Disease-related concerns:

• Ovarian cancer: Prolonged use may increase the risk of borderline or invasive ovarian cancer.

• Polycystic ovarian syndrome (PCOS): Use with caution in patients unusually sensitive to pituitary gonadotropins (eg, PCOS); a lower dose may be necessary.

• Uterine fibroids: Use caution in patients with uterine fibroids, may cause further enlargement.

Other warnings/precautions:

• Appropriate use: To minimize risks, use only at the lowest effective dose for the shortest duration of therapy (especially for the first course of therapy). Women with PCOS, amenorrhea-galactorrhea syndrome, psychogenic amenorrhea, post oral contraceptive amenorrhea, and some cases of secondary amenorrhea of undetermined cause may most likely benefit from clomiphene therapy.

• Experienced physician: Use should be supervised by physicians who are thoroughly familiar with infertility problems and their management.

• Multiple births: May result from the use of this medication; advise patient of the potential risk of multiple births before starting the treatment.

Monitoring Parameters

Prior to therapy: serum estrogen. Rule out primary pituitary or ovarian failure, endometriosis/endometrial carcinoma, adrenal disorders, thyroid disorders, hyperprolactinemia, and male infertility.

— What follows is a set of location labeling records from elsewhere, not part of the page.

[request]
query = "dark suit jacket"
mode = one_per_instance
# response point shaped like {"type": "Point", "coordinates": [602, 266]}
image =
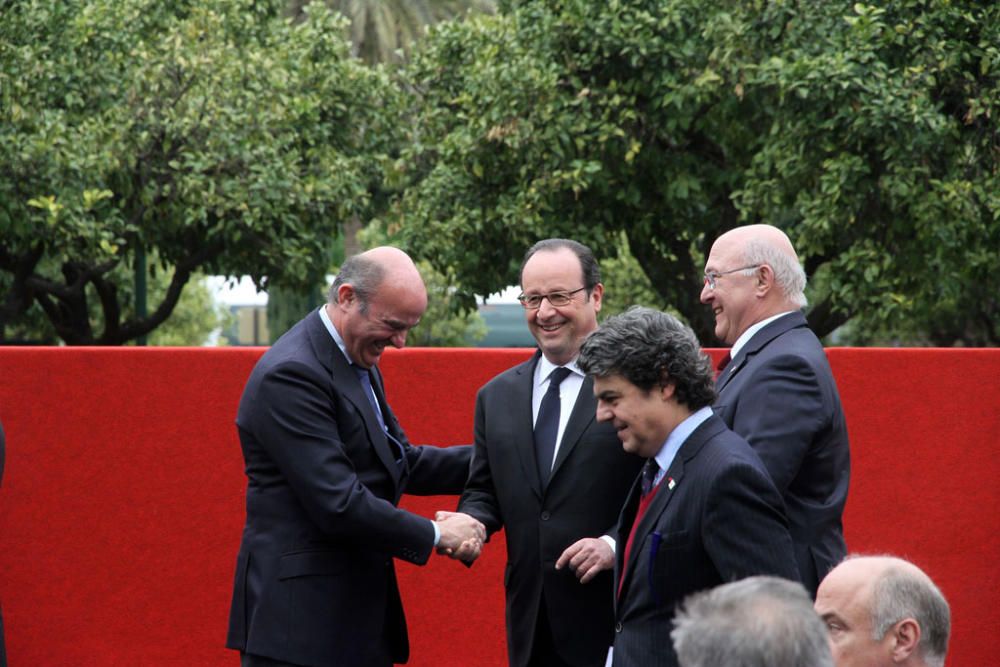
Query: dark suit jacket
{"type": "Point", "coordinates": [723, 520]}
{"type": "Point", "coordinates": [315, 579]}
{"type": "Point", "coordinates": [588, 483]}
{"type": "Point", "coordinates": [780, 395]}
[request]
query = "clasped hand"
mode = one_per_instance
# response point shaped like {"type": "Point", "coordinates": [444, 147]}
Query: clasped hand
{"type": "Point", "coordinates": [462, 536]}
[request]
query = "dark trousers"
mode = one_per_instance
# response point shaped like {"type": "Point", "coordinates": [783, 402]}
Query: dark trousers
{"type": "Point", "coordinates": [247, 660]}
{"type": "Point", "coordinates": [543, 650]}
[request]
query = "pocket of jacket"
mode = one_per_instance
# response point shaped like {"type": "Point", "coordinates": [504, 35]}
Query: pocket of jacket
{"type": "Point", "coordinates": [310, 563]}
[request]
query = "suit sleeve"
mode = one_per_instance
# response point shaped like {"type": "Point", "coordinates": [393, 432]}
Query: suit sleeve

Pelvic exam prior to each course of therapy; pregnancy test prior to repeat courses; ovulation (may include serum estradiol, progesterone, urinary luteinizing hormone; ultrasound) (ASRM 2013).

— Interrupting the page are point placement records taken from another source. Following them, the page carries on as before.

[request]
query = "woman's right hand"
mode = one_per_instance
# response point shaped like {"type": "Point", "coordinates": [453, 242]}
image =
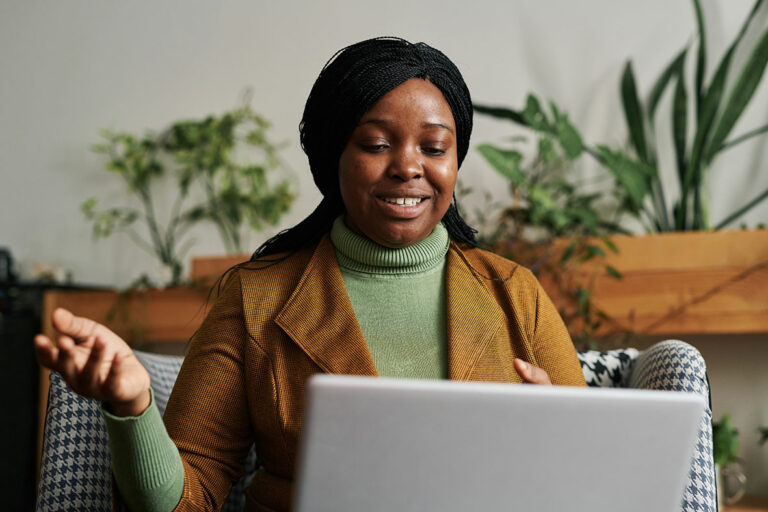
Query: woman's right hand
{"type": "Point", "coordinates": [96, 363]}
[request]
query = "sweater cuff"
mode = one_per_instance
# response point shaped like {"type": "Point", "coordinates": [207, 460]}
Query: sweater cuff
{"type": "Point", "coordinates": [145, 461]}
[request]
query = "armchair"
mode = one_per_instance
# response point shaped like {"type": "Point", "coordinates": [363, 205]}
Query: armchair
{"type": "Point", "coordinates": [74, 471]}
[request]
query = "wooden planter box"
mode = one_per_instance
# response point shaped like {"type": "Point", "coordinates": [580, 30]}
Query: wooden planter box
{"type": "Point", "coordinates": [687, 283]}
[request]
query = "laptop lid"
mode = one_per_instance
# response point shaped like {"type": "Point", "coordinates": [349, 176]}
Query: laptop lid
{"type": "Point", "coordinates": [378, 444]}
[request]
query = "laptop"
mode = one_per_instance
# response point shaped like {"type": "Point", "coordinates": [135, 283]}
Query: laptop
{"type": "Point", "coordinates": [380, 444]}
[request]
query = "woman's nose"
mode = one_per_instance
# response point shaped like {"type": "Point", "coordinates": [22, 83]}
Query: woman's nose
{"type": "Point", "coordinates": [406, 164]}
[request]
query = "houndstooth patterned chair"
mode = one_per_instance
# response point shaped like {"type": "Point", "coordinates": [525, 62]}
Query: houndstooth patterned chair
{"type": "Point", "coordinates": [74, 472]}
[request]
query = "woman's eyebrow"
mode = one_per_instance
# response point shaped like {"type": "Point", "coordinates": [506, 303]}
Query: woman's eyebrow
{"type": "Point", "coordinates": [431, 124]}
{"type": "Point", "coordinates": [426, 124]}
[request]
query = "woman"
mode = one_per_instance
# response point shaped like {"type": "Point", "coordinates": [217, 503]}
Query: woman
{"type": "Point", "coordinates": [383, 278]}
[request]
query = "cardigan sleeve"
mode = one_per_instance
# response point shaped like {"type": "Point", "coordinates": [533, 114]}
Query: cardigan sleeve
{"type": "Point", "coordinates": [552, 345]}
{"type": "Point", "coordinates": [147, 469]}
{"type": "Point", "coordinates": [207, 415]}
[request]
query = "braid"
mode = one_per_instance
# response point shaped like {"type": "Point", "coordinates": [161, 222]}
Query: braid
{"type": "Point", "coordinates": [457, 227]}
{"type": "Point", "coordinates": [350, 83]}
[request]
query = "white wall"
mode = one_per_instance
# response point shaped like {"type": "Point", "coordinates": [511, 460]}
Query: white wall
{"type": "Point", "coordinates": [71, 68]}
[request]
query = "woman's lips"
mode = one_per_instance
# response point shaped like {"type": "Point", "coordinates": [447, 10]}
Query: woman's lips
{"type": "Point", "coordinates": [403, 207]}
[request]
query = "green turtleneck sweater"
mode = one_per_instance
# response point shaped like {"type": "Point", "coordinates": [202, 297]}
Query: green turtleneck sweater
{"type": "Point", "coordinates": [399, 299]}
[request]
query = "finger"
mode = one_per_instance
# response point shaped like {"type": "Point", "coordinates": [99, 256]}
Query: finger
{"type": "Point", "coordinates": [531, 374]}
{"type": "Point", "coordinates": [90, 377]}
{"type": "Point", "coordinates": [67, 366]}
{"type": "Point", "coordinates": [47, 353]}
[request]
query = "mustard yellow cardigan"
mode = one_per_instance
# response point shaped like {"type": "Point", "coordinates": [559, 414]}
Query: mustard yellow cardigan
{"type": "Point", "coordinates": [276, 324]}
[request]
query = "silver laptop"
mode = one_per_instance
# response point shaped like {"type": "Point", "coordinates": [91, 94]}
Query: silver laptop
{"type": "Point", "coordinates": [376, 444]}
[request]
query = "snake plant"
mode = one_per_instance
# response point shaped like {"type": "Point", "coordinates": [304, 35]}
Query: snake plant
{"type": "Point", "coordinates": [715, 113]}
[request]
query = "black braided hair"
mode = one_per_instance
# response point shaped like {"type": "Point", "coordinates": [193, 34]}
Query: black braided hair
{"type": "Point", "coordinates": [350, 83]}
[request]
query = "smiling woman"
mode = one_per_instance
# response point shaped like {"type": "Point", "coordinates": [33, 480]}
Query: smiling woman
{"type": "Point", "coordinates": [383, 278]}
{"type": "Point", "coordinates": [398, 170]}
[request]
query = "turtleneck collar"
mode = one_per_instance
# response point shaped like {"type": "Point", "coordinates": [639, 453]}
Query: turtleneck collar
{"type": "Point", "coordinates": [361, 254]}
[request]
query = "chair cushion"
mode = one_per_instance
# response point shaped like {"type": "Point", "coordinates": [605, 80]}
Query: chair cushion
{"type": "Point", "coordinates": [74, 470]}
{"type": "Point", "coordinates": [674, 365]}
{"type": "Point", "coordinates": [75, 465]}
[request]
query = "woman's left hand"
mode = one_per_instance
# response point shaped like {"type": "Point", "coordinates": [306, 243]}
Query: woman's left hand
{"type": "Point", "coordinates": [531, 374]}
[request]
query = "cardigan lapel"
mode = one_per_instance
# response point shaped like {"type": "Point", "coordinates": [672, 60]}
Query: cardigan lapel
{"type": "Point", "coordinates": [320, 319]}
{"type": "Point", "coordinates": [474, 317]}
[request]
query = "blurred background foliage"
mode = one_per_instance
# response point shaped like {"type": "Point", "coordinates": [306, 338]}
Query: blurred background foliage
{"type": "Point", "coordinates": [220, 166]}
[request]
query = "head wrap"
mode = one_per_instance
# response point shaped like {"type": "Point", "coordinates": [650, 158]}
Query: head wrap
{"type": "Point", "coordinates": [350, 83]}
{"type": "Point", "coordinates": [358, 76]}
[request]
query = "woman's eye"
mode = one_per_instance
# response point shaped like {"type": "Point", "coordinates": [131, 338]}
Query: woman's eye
{"type": "Point", "coordinates": [433, 151]}
{"type": "Point", "coordinates": [374, 148]}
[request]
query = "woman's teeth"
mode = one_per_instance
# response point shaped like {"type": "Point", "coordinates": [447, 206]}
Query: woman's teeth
{"type": "Point", "coordinates": [405, 201]}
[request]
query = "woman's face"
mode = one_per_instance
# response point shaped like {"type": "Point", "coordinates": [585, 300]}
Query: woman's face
{"type": "Point", "coordinates": [398, 170]}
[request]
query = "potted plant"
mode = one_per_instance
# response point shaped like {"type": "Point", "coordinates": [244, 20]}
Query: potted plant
{"type": "Point", "coordinates": [547, 207]}
{"type": "Point", "coordinates": [731, 481]}
{"type": "Point", "coordinates": [220, 168]}
{"type": "Point", "coordinates": [693, 280]}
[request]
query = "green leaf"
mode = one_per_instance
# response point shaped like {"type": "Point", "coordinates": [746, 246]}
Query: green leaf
{"type": "Point", "coordinates": [547, 151]}
{"type": "Point", "coordinates": [740, 96]}
{"type": "Point", "coordinates": [692, 176]}
{"type": "Point", "coordinates": [672, 69]}
{"type": "Point", "coordinates": [504, 161]}
{"type": "Point", "coordinates": [535, 117]}
{"type": "Point", "coordinates": [500, 113]}
{"type": "Point", "coordinates": [701, 54]}
{"type": "Point", "coordinates": [567, 135]}
{"type": "Point", "coordinates": [633, 176]}
{"type": "Point", "coordinates": [680, 122]}
{"type": "Point", "coordinates": [633, 113]}
{"type": "Point", "coordinates": [725, 441]}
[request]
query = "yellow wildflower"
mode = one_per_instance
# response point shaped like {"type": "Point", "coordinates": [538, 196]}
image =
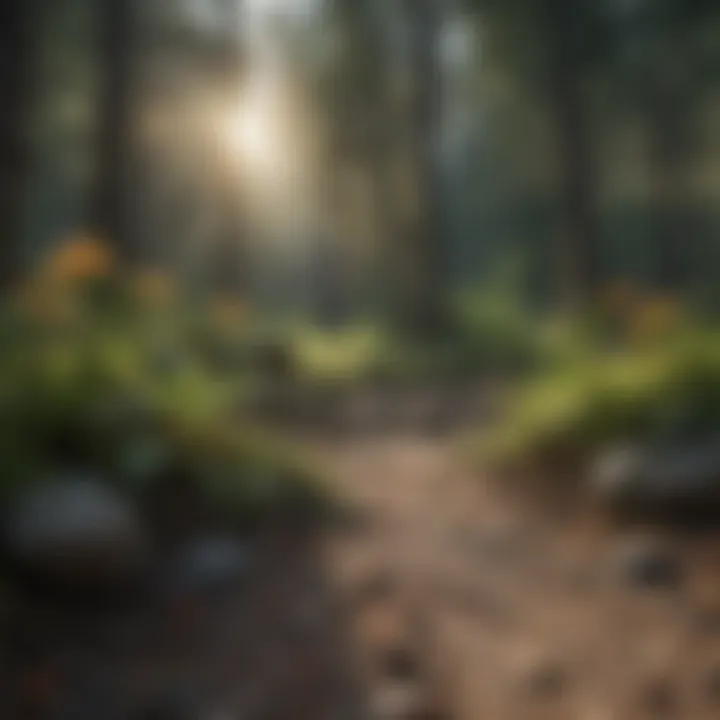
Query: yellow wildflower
{"type": "Point", "coordinates": [78, 259]}
{"type": "Point", "coordinates": [155, 288]}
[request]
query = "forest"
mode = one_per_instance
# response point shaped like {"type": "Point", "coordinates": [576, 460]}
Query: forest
{"type": "Point", "coordinates": [359, 359]}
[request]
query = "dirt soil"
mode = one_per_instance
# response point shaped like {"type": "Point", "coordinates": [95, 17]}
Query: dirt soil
{"type": "Point", "coordinates": [435, 596]}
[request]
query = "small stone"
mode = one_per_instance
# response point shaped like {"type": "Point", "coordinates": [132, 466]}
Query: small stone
{"type": "Point", "coordinates": [547, 679]}
{"type": "Point", "coordinates": [660, 697]}
{"type": "Point", "coordinates": [378, 587]}
{"type": "Point", "coordinates": [210, 565]}
{"type": "Point", "coordinates": [713, 685]}
{"type": "Point", "coordinates": [397, 701]}
{"type": "Point", "coordinates": [401, 664]}
{"type": "Point", "coordinates": [76, 531]}
{"type": "Point", "coordinates": [644, 563]}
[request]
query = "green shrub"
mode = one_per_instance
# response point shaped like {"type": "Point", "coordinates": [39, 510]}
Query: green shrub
{"type": "Point", "coordinates": [662, 394]}
{"type": "Point", "coordinates": [93, 378]}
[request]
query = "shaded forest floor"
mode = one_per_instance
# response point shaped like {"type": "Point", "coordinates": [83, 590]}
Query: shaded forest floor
{"type": "Point", "coordinates": [435, 596]}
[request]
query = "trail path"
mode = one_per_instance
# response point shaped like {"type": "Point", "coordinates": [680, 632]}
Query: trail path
{"type": "Point", "coordinates": [511, 613]}
{"type": "Point", "coordinates": [435, 598]}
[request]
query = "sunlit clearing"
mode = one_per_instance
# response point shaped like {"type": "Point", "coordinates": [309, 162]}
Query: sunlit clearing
{"type": "Point", "coordinates": [256, 137]}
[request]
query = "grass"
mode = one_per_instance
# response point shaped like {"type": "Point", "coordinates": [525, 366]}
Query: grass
{"type": "Point", "coordinates": [662, 393]}
{"type": "Point", "coordinates": [94, 379]}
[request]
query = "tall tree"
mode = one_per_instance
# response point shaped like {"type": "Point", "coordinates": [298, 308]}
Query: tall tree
{"type": "Point", "coordinates": [553, 47]}
{"type": "Point", "coordinates": [562, 25]}
{"type": "Point", "coordinates": [422, 310]}
{"type": "Point", "coordinates": [17, 19]}
{"type": "Point", "coordinates": [116, 35]}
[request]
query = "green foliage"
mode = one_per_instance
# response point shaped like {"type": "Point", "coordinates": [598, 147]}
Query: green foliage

OHSS: Monitoring of hospitalized patients should include abdominal circumference, albumin, cardiorespiratory status, electrolytes, fluid balance, hematocrit, hemoglobin, serum creatinine, urine output, urine specific gravity, vital signs, weight (daily or as necessary) and liver enzymes (weekly) (ASRM 2008; SOGC-CFAS 2011).

Pregnancy Risk Factor


Pregnancy Considerations

Adverse events were observed in animal reproduction studies. The incidence of adverse fetal effects following maternal use of clomiphene for ovulation induction is similar to those seen in the general population. Clomiphene is not indicated for use in women who are already pregnant.

Patient Education

• Discuss specific use of drug and side effects with patient as it relates to treatment. (HCAHPS: During this hospital stay, were you given any medicine that you had not taken before? Before giving you any new medicine, how often did hospital staff tell you what the medicine was for? How often did hospital staff describe possible side effects in a way you could understand?)

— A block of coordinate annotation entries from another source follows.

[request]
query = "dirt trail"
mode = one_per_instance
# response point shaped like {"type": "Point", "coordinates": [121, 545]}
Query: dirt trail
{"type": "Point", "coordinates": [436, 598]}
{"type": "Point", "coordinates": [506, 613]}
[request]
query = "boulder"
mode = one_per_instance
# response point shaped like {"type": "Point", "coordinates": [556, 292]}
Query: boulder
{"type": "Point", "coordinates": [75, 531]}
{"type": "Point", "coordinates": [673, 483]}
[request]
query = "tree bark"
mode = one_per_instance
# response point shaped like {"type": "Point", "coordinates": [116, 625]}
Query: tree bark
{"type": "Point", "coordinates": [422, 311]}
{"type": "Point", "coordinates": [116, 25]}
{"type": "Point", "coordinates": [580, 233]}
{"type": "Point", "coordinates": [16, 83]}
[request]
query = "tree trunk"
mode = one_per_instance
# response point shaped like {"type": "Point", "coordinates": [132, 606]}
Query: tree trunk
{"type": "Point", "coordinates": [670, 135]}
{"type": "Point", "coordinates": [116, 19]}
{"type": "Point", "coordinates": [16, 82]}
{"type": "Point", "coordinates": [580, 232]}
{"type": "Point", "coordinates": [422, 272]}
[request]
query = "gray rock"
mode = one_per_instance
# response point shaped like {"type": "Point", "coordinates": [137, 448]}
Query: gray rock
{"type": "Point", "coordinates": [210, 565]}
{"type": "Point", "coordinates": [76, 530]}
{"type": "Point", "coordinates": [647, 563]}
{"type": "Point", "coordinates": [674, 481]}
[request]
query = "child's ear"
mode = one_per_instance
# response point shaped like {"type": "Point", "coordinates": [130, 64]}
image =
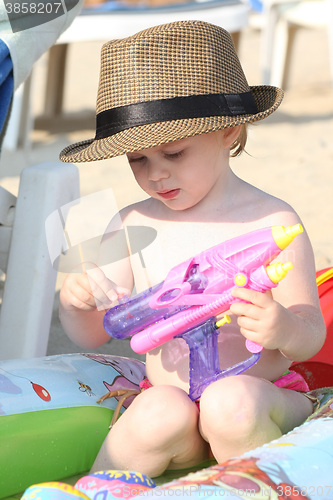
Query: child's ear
{"type": "Point", "coordinates": [230, 135]}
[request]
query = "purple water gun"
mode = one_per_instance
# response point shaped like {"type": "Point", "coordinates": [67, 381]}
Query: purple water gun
{"type": "Point", "coordinates": [187, 302]}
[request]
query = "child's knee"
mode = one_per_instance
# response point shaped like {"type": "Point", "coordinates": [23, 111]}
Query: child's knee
{"type": "Point", "coordinates": [227, 405]}
{"type": "Point", "coordinates": [165, 407]}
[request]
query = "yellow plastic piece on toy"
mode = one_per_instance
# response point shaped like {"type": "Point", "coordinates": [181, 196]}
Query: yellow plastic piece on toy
{"type": "Point", "coordinates": [223, 321]}
{"type": "Point", "coordinates": [285, 235]}
{"type": "Point", "coordinates": [325, 277]}
{"type": "Point", "coordinates": [240, 279]}
{"type": "Point", "coordinates": [276, 272]}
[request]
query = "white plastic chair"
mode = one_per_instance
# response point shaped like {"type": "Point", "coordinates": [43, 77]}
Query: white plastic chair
{"type": "Point", "coordinates": [27, 304]}
{"type": "Point", "coordinates": [280, 21]}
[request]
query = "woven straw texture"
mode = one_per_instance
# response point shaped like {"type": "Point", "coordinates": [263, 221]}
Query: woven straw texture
{"type": "Point", "coordinates": [180, 59]}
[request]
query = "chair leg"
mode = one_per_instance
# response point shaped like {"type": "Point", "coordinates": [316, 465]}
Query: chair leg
{"type": "Point", "coordinates": [55, 82]}
{"type": "Point", "coordinates": [26, 310]}
{"type": "Point", "coordinates": [284, 43]}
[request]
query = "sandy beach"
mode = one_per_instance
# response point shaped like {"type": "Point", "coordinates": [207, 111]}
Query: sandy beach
{"type": "Point", "coordinates": [290, 154]}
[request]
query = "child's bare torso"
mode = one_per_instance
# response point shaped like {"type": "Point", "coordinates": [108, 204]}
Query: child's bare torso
{"type": "Point", "coordinates": [182, 238]}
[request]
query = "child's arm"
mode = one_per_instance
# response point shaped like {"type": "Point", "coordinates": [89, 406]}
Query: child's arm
{"type": "Point", "coordinates": [289, 319]}
{"type": "Point", "coordinates": [84, 297]}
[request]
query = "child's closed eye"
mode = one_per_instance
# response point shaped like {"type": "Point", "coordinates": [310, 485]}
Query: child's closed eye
{"type": "Point", "coordinates": [173, 156]}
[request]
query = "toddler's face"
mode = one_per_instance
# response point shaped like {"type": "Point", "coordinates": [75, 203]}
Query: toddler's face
{"type": "Point", "coordinates": [182, 173]}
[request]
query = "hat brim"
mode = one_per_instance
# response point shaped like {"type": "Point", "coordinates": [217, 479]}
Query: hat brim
{"type": "Point", "coordinates": [268, 99]}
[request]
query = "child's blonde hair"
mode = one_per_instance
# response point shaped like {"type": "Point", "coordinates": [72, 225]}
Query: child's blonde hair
{"type": "Point", "coordinates": [239, 145]}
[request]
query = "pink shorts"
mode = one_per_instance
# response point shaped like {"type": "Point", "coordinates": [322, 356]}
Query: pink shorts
{"type": "Point", "coordinates": [289, 380]}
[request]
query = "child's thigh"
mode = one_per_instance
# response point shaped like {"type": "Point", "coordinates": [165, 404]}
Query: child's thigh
{"type": "Point", "coordinates": [251, 401]}
{"type": "Point", "coordinates": [161, 407]}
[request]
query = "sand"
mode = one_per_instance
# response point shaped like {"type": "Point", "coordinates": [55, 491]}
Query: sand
{"type": "Point", "coordinates": [290, 154]}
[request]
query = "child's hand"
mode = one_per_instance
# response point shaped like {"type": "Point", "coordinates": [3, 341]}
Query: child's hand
{"type": "Point", "coordinates": [260, 318]}
{"type": "Point", "coordinates": [90, 290]}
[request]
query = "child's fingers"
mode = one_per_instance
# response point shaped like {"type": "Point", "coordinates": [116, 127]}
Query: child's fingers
{"type": "Point", "coordinates": [104, 291]}
{"type": "Point", "coordinates": [247, 295]}
{"type": "Point", "coordinates": [246, 309]}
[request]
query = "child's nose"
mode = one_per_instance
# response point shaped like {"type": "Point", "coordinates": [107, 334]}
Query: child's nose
{"type": "Point", "coordinates": [157, 171]}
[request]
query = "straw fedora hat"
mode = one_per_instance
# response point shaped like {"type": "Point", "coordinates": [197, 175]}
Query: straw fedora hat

• Patient may experience hot flashes. Have patient report immediately to prescriber signs of DVT (edema, warmth, numbness, change in color, or pain in the extremities), difficulty breathing, angina, coughing up blood, severe headache, depression, mood changes, vaginal bleeding, menstrual changes, severe back pain, vision changes, or signs of ovarian hyperstimulation syndrome (severe abdominal pain or bloating; severe nausea, vomiting, or diarrhea; excessive weight gain; shortness of breath; or change in amount of urine passed) (HCAHPS).

• Educate patient about signs of a significant reaction (eg, wheezing; chest tightness; fever; itching; bad cough; blue skin color; seizures; or swelling of face, lips, tongue, or throat). Note: This is not a comprehensive list of all side effects. Patient should consult prescriber for additional questions.

Intended Use and Disclaimer: Should not be printed and given to patients. This information is intended to serve as a concise initial reference for healthcare professionals to use when discussing medications with a patient. You must ultimately rely on your own discretion, experience and judgment in diagnosing, treating and advising patients.